Personal information
- Full name: Philip James Dean
- Born: 4 June 1955 (age 71) Skipton, Yorkshire, England
- Batting: Left-handed

Domestic team information
- 1978: Oxford University

Career statistics
| Competition | First-class |
| Matches | 2 |
| Runs scored | 75 |
| Batting average | 18.75 |
| 100s/50s | –/– |
| Top score | 39 |
| Catches/stumpings | 8/– |
- Source: Cricinfo, 30 May 2020

= James Dean (Oxford University cricketer) =

English cricketer

Philip James Dean (born 4 June 1955) is an English former first-class cricketer and British Army officer.
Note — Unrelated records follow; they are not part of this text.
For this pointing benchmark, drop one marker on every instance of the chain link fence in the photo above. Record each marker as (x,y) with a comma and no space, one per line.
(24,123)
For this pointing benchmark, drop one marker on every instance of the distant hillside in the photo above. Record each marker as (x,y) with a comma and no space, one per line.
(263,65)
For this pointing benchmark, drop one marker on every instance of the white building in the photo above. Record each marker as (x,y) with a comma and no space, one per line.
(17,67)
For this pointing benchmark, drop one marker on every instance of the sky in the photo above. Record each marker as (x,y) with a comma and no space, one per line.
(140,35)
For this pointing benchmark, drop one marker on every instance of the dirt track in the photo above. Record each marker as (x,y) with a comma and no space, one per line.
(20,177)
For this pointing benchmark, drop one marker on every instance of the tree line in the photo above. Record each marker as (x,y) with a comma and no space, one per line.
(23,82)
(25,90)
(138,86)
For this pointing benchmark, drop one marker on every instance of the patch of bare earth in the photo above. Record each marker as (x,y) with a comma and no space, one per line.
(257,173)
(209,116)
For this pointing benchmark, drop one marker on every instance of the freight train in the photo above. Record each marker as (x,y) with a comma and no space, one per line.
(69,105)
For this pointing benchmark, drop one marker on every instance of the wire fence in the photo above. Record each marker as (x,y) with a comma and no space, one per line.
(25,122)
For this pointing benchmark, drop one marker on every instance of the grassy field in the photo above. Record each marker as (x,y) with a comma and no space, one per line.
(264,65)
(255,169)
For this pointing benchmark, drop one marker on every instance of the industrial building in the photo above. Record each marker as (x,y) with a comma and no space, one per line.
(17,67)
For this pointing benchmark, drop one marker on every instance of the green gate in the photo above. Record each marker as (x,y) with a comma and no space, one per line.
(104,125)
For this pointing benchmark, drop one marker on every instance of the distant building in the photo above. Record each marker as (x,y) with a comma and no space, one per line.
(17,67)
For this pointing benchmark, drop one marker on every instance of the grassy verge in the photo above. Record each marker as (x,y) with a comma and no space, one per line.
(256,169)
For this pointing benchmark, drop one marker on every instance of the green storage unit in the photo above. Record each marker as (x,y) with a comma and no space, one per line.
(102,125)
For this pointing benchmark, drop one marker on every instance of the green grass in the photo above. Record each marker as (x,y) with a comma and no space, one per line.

Dean was born at Skipton in June 1955. Dean later attended the Royal Military Academy Sandhurst. He was commissioned into the 10th Princess Mary's Own Gurkha Rifles as a second lieutenant in June 1974, with him being confirmed in the rank in December of the same year. He was promoted to lieutenant in June 1976. During his commission, he concurrently studied at Mansfield College at the University of Oxford. While studying at Oxford, Dean made two appearances in first-class cricket for Oxford University against Sussex and Glamorgan at Oxford in 1978. He scored a total of 75 runs in these matches, with a high score of 39.

After graduating from Oxford he continued to serve in the Gurkha Rifles, being promoted to captain in December 1980. Dean retired from active service in August 1984, retaining the rank of captain. During his time in the army, he played minor matches for the British Army cricket team.